Prefix Generator#

Give initial sentence, then the models will continue to generate the text.

This tutorial is available as an IPython notebook at Malaya/example/prefix-generator.

[1]:
%%time
import malaya
from pprint import pprint
CPU times: user 4.89 s, sys: 684 ms, total: 5.57 s
Wall time: 4.64 s

Load GPT2#

Malaya provided Pretrained GPT2 model, specific to Malay, we called it GPT2-Bahasa. This interface not able us to use it to do custom training.

GPT2-Bahasa was pretrained on ~1.2 billion words.

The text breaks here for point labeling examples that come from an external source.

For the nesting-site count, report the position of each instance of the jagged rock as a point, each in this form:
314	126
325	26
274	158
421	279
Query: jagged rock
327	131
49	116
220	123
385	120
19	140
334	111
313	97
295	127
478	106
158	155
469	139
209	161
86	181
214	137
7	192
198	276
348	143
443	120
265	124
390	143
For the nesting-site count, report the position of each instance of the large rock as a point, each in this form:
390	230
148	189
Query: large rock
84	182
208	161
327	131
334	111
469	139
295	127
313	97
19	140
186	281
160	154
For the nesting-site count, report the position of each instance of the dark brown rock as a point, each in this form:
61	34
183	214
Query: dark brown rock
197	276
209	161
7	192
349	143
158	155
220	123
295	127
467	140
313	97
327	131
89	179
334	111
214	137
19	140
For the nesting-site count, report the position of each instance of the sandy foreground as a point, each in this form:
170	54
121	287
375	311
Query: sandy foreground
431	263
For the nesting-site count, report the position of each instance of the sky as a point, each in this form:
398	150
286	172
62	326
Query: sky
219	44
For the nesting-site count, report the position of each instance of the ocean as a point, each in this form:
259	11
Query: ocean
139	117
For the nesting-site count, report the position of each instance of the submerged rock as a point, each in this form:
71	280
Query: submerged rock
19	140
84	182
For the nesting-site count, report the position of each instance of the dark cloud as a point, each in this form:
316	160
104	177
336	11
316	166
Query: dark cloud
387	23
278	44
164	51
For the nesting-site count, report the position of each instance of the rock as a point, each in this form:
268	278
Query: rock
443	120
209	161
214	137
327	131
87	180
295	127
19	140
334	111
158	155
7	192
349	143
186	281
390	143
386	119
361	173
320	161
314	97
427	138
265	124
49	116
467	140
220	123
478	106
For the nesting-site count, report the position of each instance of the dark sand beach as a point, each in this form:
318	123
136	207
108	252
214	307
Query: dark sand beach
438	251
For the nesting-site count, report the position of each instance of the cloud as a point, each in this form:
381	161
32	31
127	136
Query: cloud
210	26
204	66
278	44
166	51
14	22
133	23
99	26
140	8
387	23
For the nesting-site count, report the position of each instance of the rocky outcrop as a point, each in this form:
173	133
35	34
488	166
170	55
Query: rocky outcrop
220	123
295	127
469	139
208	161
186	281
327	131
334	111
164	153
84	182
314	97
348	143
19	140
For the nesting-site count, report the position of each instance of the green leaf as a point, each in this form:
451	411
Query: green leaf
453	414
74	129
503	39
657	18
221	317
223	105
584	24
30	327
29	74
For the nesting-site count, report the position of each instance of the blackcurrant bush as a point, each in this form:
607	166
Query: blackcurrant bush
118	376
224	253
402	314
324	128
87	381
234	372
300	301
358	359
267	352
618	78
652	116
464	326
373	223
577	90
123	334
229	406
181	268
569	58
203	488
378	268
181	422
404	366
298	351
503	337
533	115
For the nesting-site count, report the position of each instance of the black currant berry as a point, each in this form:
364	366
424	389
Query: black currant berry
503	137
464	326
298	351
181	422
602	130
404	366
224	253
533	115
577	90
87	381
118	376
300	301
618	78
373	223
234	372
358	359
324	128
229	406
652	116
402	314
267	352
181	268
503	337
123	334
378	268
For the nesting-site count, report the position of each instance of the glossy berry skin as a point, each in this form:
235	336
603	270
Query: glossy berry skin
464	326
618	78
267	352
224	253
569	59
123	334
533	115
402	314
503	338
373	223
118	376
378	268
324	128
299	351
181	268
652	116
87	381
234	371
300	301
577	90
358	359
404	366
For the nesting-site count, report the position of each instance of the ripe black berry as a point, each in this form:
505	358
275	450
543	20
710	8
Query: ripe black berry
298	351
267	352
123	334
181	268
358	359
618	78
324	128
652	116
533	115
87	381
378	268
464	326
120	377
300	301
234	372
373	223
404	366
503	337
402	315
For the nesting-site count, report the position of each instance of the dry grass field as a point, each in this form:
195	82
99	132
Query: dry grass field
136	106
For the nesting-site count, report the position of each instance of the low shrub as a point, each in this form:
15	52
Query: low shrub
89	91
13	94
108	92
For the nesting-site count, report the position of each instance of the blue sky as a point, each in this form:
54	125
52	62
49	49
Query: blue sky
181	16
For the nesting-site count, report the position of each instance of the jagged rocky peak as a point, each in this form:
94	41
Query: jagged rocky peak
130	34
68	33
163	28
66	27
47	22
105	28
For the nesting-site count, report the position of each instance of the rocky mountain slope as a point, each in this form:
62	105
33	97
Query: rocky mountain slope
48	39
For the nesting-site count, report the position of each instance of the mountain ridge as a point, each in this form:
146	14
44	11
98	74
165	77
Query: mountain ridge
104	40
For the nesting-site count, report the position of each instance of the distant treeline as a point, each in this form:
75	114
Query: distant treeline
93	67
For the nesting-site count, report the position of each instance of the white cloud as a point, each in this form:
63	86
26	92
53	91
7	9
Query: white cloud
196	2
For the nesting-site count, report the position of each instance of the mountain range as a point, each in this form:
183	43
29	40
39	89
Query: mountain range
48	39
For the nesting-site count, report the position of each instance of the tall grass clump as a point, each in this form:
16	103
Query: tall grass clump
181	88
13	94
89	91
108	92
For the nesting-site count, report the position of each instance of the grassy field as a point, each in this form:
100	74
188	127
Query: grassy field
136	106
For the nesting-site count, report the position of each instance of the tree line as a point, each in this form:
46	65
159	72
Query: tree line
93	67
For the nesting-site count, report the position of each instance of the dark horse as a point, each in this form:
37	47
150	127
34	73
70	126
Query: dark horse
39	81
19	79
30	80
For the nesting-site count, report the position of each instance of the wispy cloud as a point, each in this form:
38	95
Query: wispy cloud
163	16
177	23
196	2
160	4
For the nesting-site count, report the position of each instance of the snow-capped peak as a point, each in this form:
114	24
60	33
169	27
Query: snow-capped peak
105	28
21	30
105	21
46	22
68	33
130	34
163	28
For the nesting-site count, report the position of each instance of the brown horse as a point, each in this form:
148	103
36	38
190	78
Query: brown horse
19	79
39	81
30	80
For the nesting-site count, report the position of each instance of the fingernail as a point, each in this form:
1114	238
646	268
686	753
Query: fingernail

If you want to download pretrained model for GPT2-Bahasa and use it for custom transfer-learning, you can download it here, https://github.com/huseinzol05/Malaya/tree/master/pretrained-model/gpt2, some notebooks to help you get started.

List available GPT2#

[2]:
malaya.generator.available_gpt2()
INFO:root:calculate perplexity on never seen malay karangan.
[2]:
Size (MB) Quantized Size (MB) Perplexity
117M 499.0 126.0 6.232461
345M 1420.0 357.0 6.104012

load model#

def gpt2(model: str = '345M', quantized: bool = False, **kwargs):
    """
    Load GPT2 model to generate a string given a prefix string.

    Parameters
    ----------
    model : str, optional (default='345M')
        Model architecture supported. Allowed values:

        * ``'117M'`` - GPT2 117M parameters.
        * ``'345M'`` - GPT2 345M parameters.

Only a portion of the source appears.